Today I finished the base game of N++. Yesterday I beat the hardest difficulty of Butcher. I wanted to capture my thoughts on this while they're still sharp.
Both games are, in effect, about the same thing. Persevering in the face of ever-mounting odds, refining your skills, and coming out on top. Then, you do it all again, only harder.
The way they go about this "message", however, is totally different, and will suit different people.
N++ is a game of joyful movement. You have a limited amount of time to move your ninja through the hazards of each level and reach your goal. Along the way you are tempted by gold that often leads you through more dangerous areas, for the reward of a better place on the global leaderboards. Throughout the game, you learn advanced jumping and dodging techniques - but these are not abilities of your character, these are abilities of yourself.
The game teaches you the basics with an introduction that whets your appetite for a real challenge. Upon starting the base game, you are presented with 20 independent episodes to tackle. This ensures that, at least for a while, you cannot get truly "stuck" on some problem level - unless it's the only one you haven't beaten, you can always refine your skills on another challenge and come back fresh and ready. If the student is willing, there is always something more to learn.

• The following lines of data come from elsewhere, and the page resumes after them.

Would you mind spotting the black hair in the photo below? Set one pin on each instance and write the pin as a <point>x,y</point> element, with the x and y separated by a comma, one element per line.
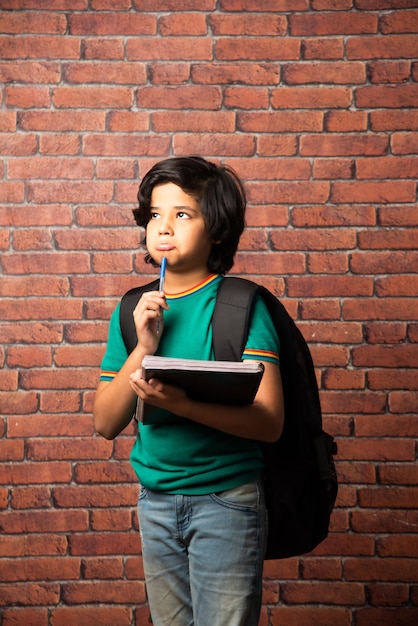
<point>221,197</point>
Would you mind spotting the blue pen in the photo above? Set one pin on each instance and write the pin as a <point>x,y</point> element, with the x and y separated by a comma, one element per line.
<point>162,273</point>
<point>161,285</point>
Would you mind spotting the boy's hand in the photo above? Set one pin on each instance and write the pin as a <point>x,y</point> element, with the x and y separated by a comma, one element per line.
<point>157,393</point>
<point>148,318</point>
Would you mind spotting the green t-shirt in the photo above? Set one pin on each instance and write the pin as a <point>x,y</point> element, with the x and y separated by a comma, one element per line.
<point>186,457</point>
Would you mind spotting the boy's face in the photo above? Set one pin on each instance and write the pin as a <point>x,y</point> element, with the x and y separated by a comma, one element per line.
<point>177,230</point>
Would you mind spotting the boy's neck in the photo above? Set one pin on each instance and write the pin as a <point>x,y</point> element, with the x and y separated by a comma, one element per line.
<point>182,281</point>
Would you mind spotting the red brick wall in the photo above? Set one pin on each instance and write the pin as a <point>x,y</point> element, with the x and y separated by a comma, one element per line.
<point>314,104</point>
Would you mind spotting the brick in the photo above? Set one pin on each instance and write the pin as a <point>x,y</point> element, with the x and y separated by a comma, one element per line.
<point>276,145</point>
<point>11,450</point>
<point>30,71</point>
<point>343,379</point>
<point>110,520</point>
<point>329,332</point>
<point>246,98</point>
<point>40,309</point>
<point>60,402</point>
<point>392,425</point>
<point>58,144</point>
<point>182,24</point>
<point>311,97</point>
<point>169,73</point>
<point>388,262</point>
<point>393,120</point>
<point>29,594</point>
<point>350,402</point>
<point>214,144</point>
<point>181,97</point>
<point>398,216</point>
<point>245,24</point>
<point>383,191</point>
<point>345,121</point>
<point>44,425</point>
<point>34,545</point>
<point>329,215</point>
<point>319,309</point>
<point>402,474</point>
<point>401,286</point>
<point>76,191</point>
<point>54,449</point>
<point>386,356</point>
<point>169,49</point>
<point>81,378</point>
<point>39,47</point>
<point>404,143</point>
<point>399,22</point>
<point>379,450</point>
<point>343,145</point>
<point>257,49</point>
<point>115,263</point>
<point>264,5</point>
<point>394,96</point>
<point>111,23</point>
<point>124,145</point>
<point>101,72</point>
<point>92,97</point>
<point>405,239</point>
<point>403,401</point>
<point>17,145</point>
<point>335,73</point>
<point>245,73</point>
<point>387,47</point>
<point>22,356</point>
<point>27,97</point>
<point>42,568</point>
<point>291,192</point>
<point>387,167</point>
<point>102,48</point>
<point>194,121</point>
<point>389,71</point>
<point>387,594</point>
<point>40,263</point>
<point>280,121</point>
<point>293,616</point>
<point>321,239</point>
<point>332,5</point>
<point>323,48</point>
<point>385,309</point>
<point>330,24</point>
<point>282,263</point>
<point>385,332</point>
<point>90,615</point>
<point>384,521</point>
<point>62,120</point>
<point>19,402</point>
<point>7,121</point>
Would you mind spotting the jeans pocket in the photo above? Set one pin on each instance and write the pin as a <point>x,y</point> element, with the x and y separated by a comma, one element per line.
<point>243,497</point>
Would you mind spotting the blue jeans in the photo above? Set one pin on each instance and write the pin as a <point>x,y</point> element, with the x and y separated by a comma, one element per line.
<point>203,556</point>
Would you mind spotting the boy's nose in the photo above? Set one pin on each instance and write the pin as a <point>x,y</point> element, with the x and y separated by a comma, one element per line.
<point>165,226</point>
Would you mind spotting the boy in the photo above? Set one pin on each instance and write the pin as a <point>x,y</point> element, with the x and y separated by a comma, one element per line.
<point>201,507</point>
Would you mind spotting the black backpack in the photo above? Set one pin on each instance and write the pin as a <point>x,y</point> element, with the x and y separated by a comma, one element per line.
<point>300,478</point>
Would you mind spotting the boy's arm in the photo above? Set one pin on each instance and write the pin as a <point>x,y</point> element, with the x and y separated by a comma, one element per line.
<point>262,420</point>
<point>114,402</point>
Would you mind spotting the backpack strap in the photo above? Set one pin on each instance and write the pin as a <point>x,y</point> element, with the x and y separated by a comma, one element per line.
<point>231,317</point>
<point>127,306</point>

On completing each episode, another, harder episode is unlocked. The game's difficulty slowly builds into a blisteringly precise crescendo.
Butcher is a game of pragmatic improvisation. You must storm (in succession) five hideouts full of soldiers, traps, and killer robots, slaughtering everyone that stands in your way. Death can come very quickly and you must react to enemy placement, movement patterns, and reactions to your invasion. Over the course of the game you gain more weapons that present new tactical options - but, similar to N++, the biggest improvement comes from your understanding and execution of the game.
Where they differ though, is that Butcher offers no other helping hand than your slowly building rage at the hapless minions standing in your way.
There is no kind introduction, no option of a side channel. Initially, you will feel sympathetic when your enemies scream with agony as you mow them down. By the end, you will be waiting for their screams as confirmation your rounds struck home, as your eyes scan the room for your next victim. Butcher fosters the murderous robot inside you, and puts it to good work. It's not a game for the faint of heart.
Bringing it Together
Both games require you to take many attempts at a challenging level (and there are plenty of challenging levels) - testing the waters, forming a plan, and revising as you learn more about your situation. It is only through perseverance that a player can succeed at either game.
Both games will test your mettle, can be very frustrating, and take time to learn - but they are immensely rewarding if you can rise to the occasion.
This has all, happily, reinforced my confidence in the design of Note Guru. I'll talk more about that another time!